Everybody is welcome into the pages of this book. That said, this book is certainly unapologetic in its perspective with regard to the integrity, beauty and power of the people whom Trump has deemed fit to attack. ...

One of the things that a Trump supporter may see in this book, if that person were willing to open it with an open mind and an open heart, is that they would get to hear directly from some of those people whose dignity and worth have been called into question by Trump’s rhetoric. And I think that’s an amazing and powerful thing. It’s a powerful thing that books and literature can give us: the capacity to become close and intimate with people whom we might see as the “other” and who we may not have interactions with in the day to day.

I realize that there many people in this country who do not have a lot of opportunity to meaningfully engage with people who are different from them. This book provides that.

Why not include a letter from a Trump supporter in the book?
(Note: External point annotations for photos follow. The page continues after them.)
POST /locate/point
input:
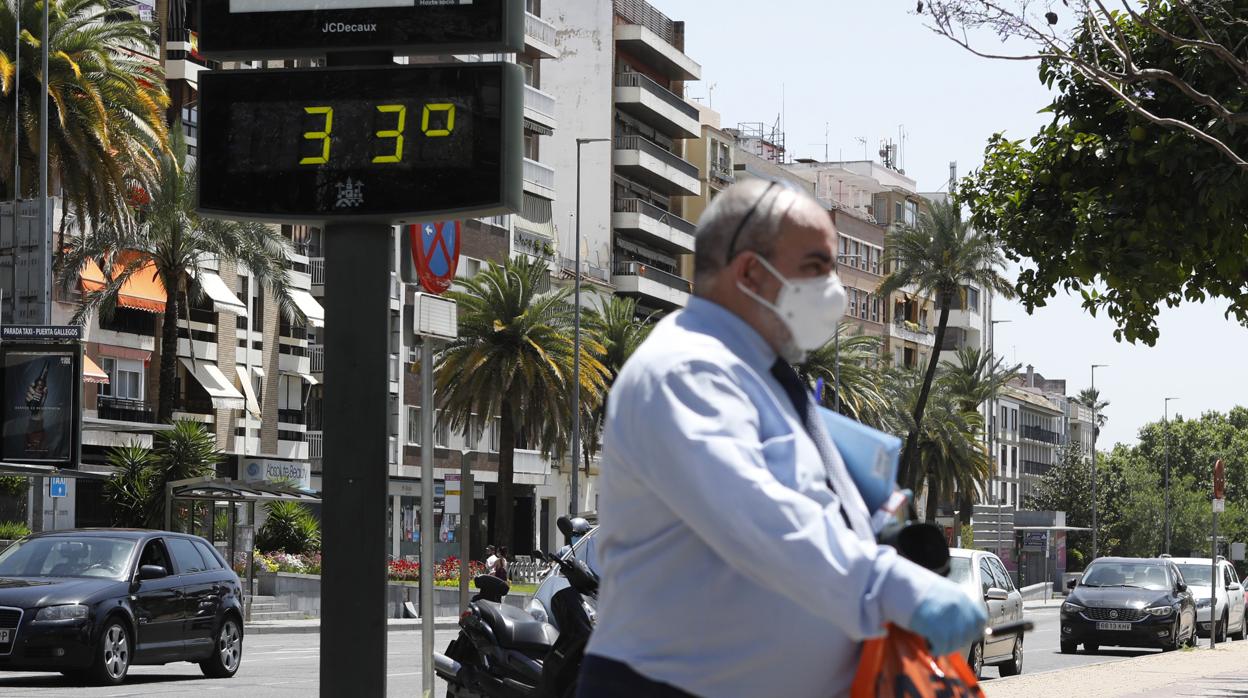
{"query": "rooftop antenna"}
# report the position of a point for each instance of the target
(866, 154)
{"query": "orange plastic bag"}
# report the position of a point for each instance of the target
(900, 664)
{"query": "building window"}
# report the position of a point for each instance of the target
(441, 430)
(125, 378)
(413, 425)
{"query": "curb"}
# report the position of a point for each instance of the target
(312, 629)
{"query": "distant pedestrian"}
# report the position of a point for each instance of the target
(499, 567)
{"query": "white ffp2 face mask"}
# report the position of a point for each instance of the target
(809, 307)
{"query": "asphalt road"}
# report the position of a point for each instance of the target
(1041, 651)
(272, 666)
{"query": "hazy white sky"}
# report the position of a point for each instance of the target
(860, 69)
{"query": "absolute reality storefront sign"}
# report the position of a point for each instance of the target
(277, 472)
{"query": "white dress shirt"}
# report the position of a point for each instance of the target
(728, 568)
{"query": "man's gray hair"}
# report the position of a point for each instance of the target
(714, 245)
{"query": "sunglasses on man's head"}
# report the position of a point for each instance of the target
(745, 219)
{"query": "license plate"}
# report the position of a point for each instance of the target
(1113, 626)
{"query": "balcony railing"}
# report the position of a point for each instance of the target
(121, 410)
(643, 270)
(639, 11)
(195, 406)
(316, 448)
(652, 211)
(290, 416)
(655, 150)
(316, 353)
(638, 80)
(1040, 433)
(589, 270)
(538, 174)
(539, 29)
(1032, 467)
(538, 101)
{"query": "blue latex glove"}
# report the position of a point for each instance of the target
(947, 617)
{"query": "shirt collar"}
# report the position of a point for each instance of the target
(736, 335)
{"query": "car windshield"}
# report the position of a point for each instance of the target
(960, 571)
(1196, 575)
(1142, 575)
(66, 556)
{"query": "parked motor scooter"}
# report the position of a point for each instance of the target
(502, 652)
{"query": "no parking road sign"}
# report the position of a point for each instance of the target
(434, 249)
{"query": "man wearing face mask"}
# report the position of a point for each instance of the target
(738, 558)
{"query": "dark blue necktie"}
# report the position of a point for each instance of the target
(803, 402)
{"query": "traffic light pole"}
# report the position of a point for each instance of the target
(356, 462)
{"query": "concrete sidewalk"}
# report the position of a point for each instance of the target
(1187, 672)
(313, 626)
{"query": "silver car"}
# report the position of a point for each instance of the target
(984, 578)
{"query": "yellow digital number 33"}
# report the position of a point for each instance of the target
(397, 134)
(323, 136)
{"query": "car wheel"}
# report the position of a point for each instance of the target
(111, 654)
(1014, 667)
(976, 659)
(226, 651)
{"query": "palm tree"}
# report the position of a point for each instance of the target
(861, 396)
(974, 380)
(170, 235)
(137, 490)
(940, 257)
(950, 456)
(514, 360)
(106, 111)
(618, 329)
(976, 377)
(1091, 398)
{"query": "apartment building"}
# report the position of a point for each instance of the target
(620, 76)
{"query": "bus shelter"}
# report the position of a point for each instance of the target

They have their own form of “radical hope,” I think, too.

I think that there are many conversations that need to be had in our society, in the wake of this election. In this particular book, I found it very important to have the opportunity for progressives to be able to have a conversation with each other.

I think that there’s absolutely room in the world for Trump supporters to speak, and I in no way wish to deprive them of that room to speak. ...

This is an incredibly diverse group of voices. It’s an incredibly diverse group of life experiences. The essays don’t all agree with each other in tidy ways. There are many perspectives in here on what it means to create the society we want, and on what it means to find hope and where we’re going to source it.

It’s already a wildly diverse symphony of voices. I wanted to hold room for all of that diversity, and yet we all have something common in this book.

I found it very important to have a book that affirms some very basic common values. And those common values include that a multiracial, immigrant-welcoming, essentially feminist, queer-friendly and trans-embracing society is a society that makes all of us stronger. On some fundamental level that is a common value that all of our writers have.

Without that common value, I’m not sure that this book would still be the kind of sanctuary that I want it to be for readers.

How does this book help you in your teaching here at San Francisco State and help your students?

The process of creating this book, Radical Hope, will always be deeply connected for me to my arrival here at San Francisco State. It’s been an incredible pleasure to share this journey with my M.F.A. students, who have been very excited to hear about it and have been a kind of company, for me, along the way.

My teaching here has absolutely fed the process of creating this book. As I hear students in the Creative Writing Department reflect on how the change in our society might affect what they write, how they write, and how they define for themselves it means to be a writer, that has also been a real source of fuel for me in shaping this book.

I happen to be teaching a class this spring called The Displaced Person. We’ve been reading a lot of books from all over the world including books written in the African diaspora, from the perspective of immigrant writers, refugee writers and people displaced because of their gender or their sexual identity. That class has been a springboard for approaching some of these issues and points of reflection, in a meaningful way, in the classroom.

De Robertis and nine Radical Hope contributors will read at the Bay Area Book Festival on June 3 in Berkeley. She also has a reading on June 19 at Booksmith in San Francisco.